Rih Dil (lit. 'Rih Lake') is a natural lake located in Hualngoram region in northwestern Chin State in Myanmar. It lies at about 3 km from Khawmawi, the nearest city situated on the India–Myanmar border. It has a heart-shaped outline. It is about 1 mi in length, .5 mi in width, about 3 mi in circumference and about 60 ft in depth.
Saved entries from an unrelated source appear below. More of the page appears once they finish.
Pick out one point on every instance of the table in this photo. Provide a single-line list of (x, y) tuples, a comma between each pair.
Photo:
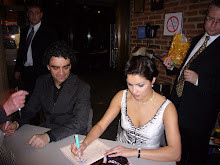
[(51, 154)]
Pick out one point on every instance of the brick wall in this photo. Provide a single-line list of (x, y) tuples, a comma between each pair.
[(194, 13)]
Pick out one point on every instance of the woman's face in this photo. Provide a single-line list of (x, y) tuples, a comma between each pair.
[(139, 86)]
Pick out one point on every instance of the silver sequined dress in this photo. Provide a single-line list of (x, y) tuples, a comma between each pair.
[(147, 135)]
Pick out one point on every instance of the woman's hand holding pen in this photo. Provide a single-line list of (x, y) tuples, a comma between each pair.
[(168, 62), (76, 151), (9, 131), (121, 151)]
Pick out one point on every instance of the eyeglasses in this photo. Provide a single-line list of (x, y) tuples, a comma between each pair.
[(210, 19)]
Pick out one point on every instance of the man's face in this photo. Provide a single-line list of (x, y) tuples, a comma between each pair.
[(211, 27), (34, 15), (60, 69)]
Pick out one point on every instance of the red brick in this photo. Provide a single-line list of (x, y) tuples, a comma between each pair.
[(190, 13), (196, 19), (161, 42)]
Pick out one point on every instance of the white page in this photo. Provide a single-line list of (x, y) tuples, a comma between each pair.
[(93, 152)]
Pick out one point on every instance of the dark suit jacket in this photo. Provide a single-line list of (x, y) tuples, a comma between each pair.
[(3, 116), (69, 115), (40, 42), (198, 104)]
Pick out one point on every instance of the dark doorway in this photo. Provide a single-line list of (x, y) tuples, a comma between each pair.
[(85, 25)]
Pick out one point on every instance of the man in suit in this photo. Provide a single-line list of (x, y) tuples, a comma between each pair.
[(197, 89), (64, 98), (33, 41)]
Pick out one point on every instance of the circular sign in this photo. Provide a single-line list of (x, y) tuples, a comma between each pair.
[(172, 24)]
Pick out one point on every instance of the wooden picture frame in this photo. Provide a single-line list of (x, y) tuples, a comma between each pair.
[(139, 6)]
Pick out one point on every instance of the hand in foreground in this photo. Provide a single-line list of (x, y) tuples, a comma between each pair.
[(17, 75), (168, 62), (14, 102), (76, 151), (38, 141), (10, 129), (190, 76), (121, 151)]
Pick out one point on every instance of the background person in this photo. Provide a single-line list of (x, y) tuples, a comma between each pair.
[(197, 102), (144, 114), (64, 98)]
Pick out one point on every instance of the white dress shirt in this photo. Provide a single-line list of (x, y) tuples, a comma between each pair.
[(29, 61)]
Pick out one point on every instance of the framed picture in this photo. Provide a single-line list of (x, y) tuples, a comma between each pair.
[(139, 6), (141, 32), (157, 4)]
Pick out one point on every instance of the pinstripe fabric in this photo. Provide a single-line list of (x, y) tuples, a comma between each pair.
[(180, 84)]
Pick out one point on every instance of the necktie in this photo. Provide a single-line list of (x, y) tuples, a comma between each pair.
[(180, 84), (29, 38), (28, 41)]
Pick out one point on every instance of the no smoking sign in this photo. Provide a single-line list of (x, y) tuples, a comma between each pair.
[(173, 23)]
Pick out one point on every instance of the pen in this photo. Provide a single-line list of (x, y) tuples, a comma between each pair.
[(77, 144), (6, 125)]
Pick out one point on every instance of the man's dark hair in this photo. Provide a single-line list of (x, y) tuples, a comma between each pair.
[(59, 49), (143, 66), (214, 3)]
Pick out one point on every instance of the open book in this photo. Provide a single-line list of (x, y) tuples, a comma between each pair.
[(95, 151)]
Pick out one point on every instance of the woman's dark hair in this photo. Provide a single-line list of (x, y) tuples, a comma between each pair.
[(141, 65), (59, 49)]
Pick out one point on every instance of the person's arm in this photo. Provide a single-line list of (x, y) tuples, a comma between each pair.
[(171, 152), (96, 131), (3, 115)]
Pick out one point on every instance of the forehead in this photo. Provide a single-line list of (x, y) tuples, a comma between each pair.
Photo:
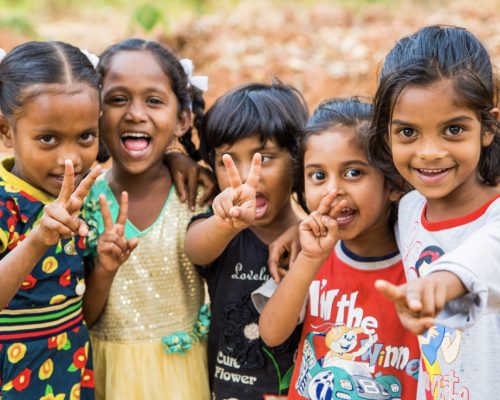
[(61, 109), (336, 144), (439, 97), (248, 145), (133, 67)]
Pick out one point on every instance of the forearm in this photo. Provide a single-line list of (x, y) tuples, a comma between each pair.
[(96, 294), (280, 315), (18, 264), (207, 239)]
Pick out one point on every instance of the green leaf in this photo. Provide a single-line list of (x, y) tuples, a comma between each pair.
[(147, 16)]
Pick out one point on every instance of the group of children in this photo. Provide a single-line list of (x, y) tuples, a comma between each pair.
[(401, 239)]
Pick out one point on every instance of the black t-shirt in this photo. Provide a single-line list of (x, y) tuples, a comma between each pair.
[(240, 365)]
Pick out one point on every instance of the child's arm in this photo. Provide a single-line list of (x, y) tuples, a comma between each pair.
[(318, 235), (59, 220), (113, 249), (187, 174), (234, 210), (420, 300)]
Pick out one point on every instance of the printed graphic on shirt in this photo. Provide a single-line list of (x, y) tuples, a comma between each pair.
[(439, 345), (330, 368)]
Rih Dil holds an important status in the traditional religion and narratives of the Chin people, which includes the Mizo, Laimi, and Zomi, among others. According to Chin ancestors, the lake was a corridor to heaven called Pialral. All souls destined to Pialral must pass through the lake. Due to its cultural importance it is described as "the largest lake of Mizoram is Rih Dil, which is but in Burma (Myanmar)."

== History ==
=== Mythological account ===
The name Rih Dil is said to derive from a Mizo folktale about a girl named Rih-i. According to legend, Rih-i and her younger sister had a cruel stepmother, who persuaded their father to get rid of them. The father killed the younger sister in a forest. Upon finding her decapitated sister, Rih-i found was inconsolable. A good spirit known as Lasi found her and took pity on her. She revealed her a magical tree having a single leaf with which Rih-i revived her sister back to life. To quench the thirst of her younger sister, Rih-i turned herself into a small pool of water using the same leaf. Later, Rih-i was compelled to change herself into a white mithun, and wandered around in search of a safe place. Her sweat and tears formed rih-note (smaller lakes) wherever she went. It is believed that such lakes can still be found in the Vawmlu Range, Zur forest near the village Natchhawng, a place above Bochung village, and the area of Khawthlir village, all of which are in Myanmar. She wandered to Sanzawl village, followed the river Run. But the demon spirit of the river threatened to suck her dry. She migrated westward into Mizoram but found even the valley of Champhai unsuitable. A little further southeast she found the present location, and the lake became Rih Dil.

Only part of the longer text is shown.